L’UE a son mot à dire sur Israël et le Moyen Orient

La récente initiative française démontre l’incapacité de l’Union européenne et en même temps ceux qui pourraient mettre de la pression sur Israël ne le font pas certainement comme les Américains, ni les Européens d’une Europe allemande, l’Allemagne étant un pays bien sûr très sous la pression d’un chantage par Israël en raison de l’histoire.

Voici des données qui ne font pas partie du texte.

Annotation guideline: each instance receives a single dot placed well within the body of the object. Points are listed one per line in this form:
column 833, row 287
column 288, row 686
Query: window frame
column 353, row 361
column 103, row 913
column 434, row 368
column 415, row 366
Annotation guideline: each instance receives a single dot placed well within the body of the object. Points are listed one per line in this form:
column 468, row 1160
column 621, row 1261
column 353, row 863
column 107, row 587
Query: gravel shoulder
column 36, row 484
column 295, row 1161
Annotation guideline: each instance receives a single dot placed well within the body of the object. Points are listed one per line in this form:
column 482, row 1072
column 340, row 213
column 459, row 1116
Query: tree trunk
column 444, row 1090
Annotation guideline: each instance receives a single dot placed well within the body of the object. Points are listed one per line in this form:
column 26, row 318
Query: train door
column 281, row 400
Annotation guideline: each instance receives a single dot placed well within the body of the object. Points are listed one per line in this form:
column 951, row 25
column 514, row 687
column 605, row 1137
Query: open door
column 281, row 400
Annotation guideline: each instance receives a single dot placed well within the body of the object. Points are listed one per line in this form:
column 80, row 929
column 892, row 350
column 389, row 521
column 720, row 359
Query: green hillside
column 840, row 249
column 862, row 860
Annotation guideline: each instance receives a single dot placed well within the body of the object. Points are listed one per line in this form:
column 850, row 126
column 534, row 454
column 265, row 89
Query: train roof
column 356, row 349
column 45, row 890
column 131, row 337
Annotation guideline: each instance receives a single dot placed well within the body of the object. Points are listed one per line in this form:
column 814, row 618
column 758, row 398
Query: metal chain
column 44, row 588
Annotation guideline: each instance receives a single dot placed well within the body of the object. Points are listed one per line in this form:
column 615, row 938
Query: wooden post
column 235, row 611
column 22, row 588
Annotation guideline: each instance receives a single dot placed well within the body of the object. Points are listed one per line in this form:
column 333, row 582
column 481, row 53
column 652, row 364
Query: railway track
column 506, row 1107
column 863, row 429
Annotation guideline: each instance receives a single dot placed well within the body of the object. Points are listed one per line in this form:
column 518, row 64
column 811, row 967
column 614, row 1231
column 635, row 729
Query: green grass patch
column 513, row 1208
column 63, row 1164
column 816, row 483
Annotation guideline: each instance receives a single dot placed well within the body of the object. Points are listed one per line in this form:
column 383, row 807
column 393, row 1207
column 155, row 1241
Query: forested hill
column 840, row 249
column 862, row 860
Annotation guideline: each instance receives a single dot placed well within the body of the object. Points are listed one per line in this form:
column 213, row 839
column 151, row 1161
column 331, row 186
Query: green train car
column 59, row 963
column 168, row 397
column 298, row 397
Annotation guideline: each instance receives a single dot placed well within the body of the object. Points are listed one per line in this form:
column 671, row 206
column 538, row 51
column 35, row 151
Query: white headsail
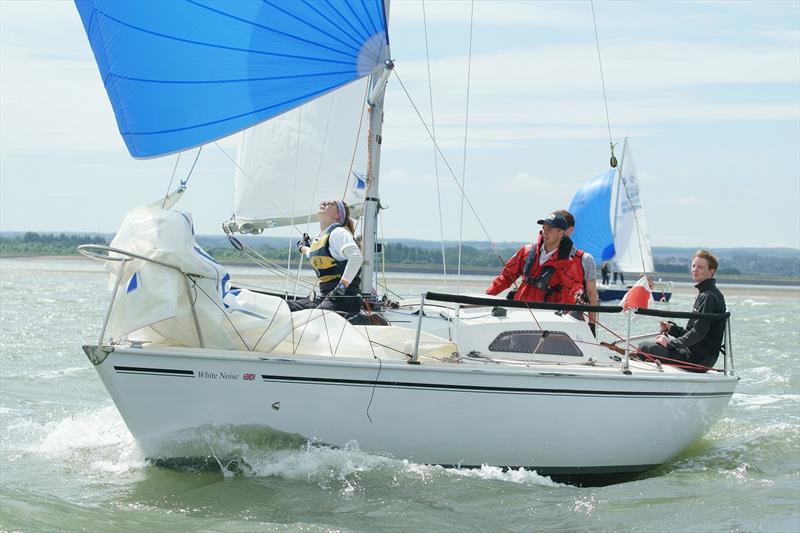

Il y a un autre équilibre de force qui se dégage avec l’histoire des réserves de gaz naturel autour de l’île de Chypre et avec bien sur les alignements qui vont dériver des intérêts soit du point de vue du financement, soit de la technologie pour exploiter ces gisements, et de l’intérêt qui sont en train de s’établir de quelques pays européens de la région notamment Chypre et Grèce avec Israël, avec la Turquie de Monsieur Erdogan en embuscade.

La Syrie je n’en vois pas la fin et surtout bien sûr quand on sait très bien que le conflit en Syrie est beaucoup plus que le conflit syrien en soi ça a beaucoup avoir dans ce conflit profond sunnite/chiite, j’ai pensé que l’Iran pourrait être poussé à jouer un rôle positif mais bien sur ça impliquerait une initiative européenne que je ne vois pas du tout surgir là, pour pousser l’Iran à jouer un rôle positif dans ce conflit, même si je crois que par rapport à l’Arabie Saoudite je pense que l’Iran est une puissance qui a une logique, qui peut délivrer une cohérence civilisationelle, avec une structure d’Etat qui veut s’engager dans la politique régionale et globale. A mon avis, il y a de l’intérêt à cultiver et à développer des liens avec l’Irak, l’Iran et pousser cette dernière vers une position plus constructive qu’en ce moment. Or, avec toutes nos politiques de business et normalement à cause du pétrole et des ventes d’armes, on ne fait même pas la différence avec l’Arabie Saoudite, et donc pour rééquilibrer cette relation très compliquée entre l’Arabie Saoudite et l’Iran, et par rapport à l’Iran je pense que l’Arabie Saoudite et c’est ce que j’ai vu quand j’ai fait mon rapport et quand j’étais là bas et j’ai parlé avec tout le monde, ce n’est pas une puissance, c’est quelque chose de dysfonctionnel, qui est maintenu par nous tous qui faisons avec parce que on a des intérêts économiques mais à mon avis ces intérêts économiques ne sont pas en cohérence avec nos intérêts de sécurité.

[1] Ancienne diplomate et ambassadrice du Portugal, Anne Gomes est aujourd’hui député du Parlement européen et membre de la commission des libertés civiles, de la justice et des affaires intérieures, et du Sous-comité pour la sécurité et la défense, ainsi que membre à part entière de la délégation pour les relations avec les États-Unis et la délégation à l’Assemblée parlementaire de l’Union pour la Méditerranée. Elle est membre suppléant du Comité des affaires étrangères et de la Sous-commission des droits de l’homme. Son travail à la main met l’accent sur la justice et des affaires intérieures, de la sécurité et de la défense, la justice fiscale et de transparence, les droits humains et la primauté du droit. En 1980, elle a servi dans les missions portugaises de l’ONU à New York et à Genève.